Picture from @ChevyTrucks on Twitter
Every year Chevrolet gifts a new car to the MVP at the World Series. This year, however, an Internet meme was born out of an unexpected gaffe during the televised handover ceremony, as a nervous Chevy spokesman stumbled through his speech and described the new features of the 2015 Chevy Colorado as “class-winning and leading, um, you know, technology and stuff “.
While he did at least manage to point out the new truck comes with “WiFi powered by OnStar, sitting there on the screen”, the speech was unintentionally funny for all its awkwardness. Naturally, “#ChevyGuy,” “#TechnologyAndStuff” were among the top 10 national trending topics on Twitter within an hour. Besides the relatable nerves brought by public speaking, one crucial reason behind such instant virality is that the vaguely defined “technology and stuff” description struck a cord with US consumers, who are just as confused about the technological capabilities of connected cars as the Chevy Guy.

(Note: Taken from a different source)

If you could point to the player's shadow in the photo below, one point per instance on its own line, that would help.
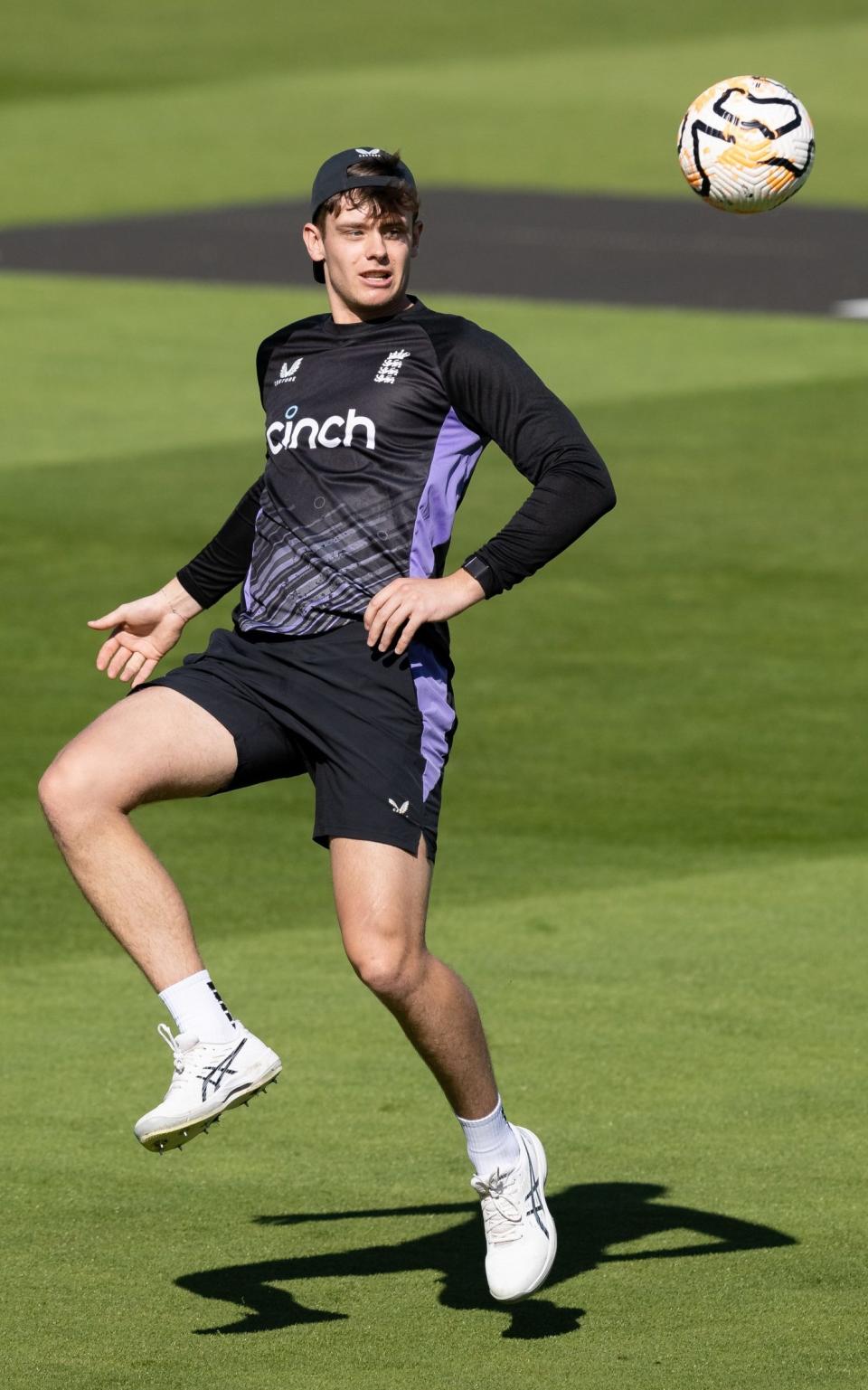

Unlike previous TechWrecks, however, Chevy quickly turned the situation around by embracing the “technology and stuff” line with a hashtag on Twitter and made it a campaign tagline, creating a very effective impromptu viral campaign. To avoid future mishap like this, though, automakers must do a better job at familiarizing the consumers with all the “stuff” connected cars have to offer. After all, no one wants to buy something they don’t understand.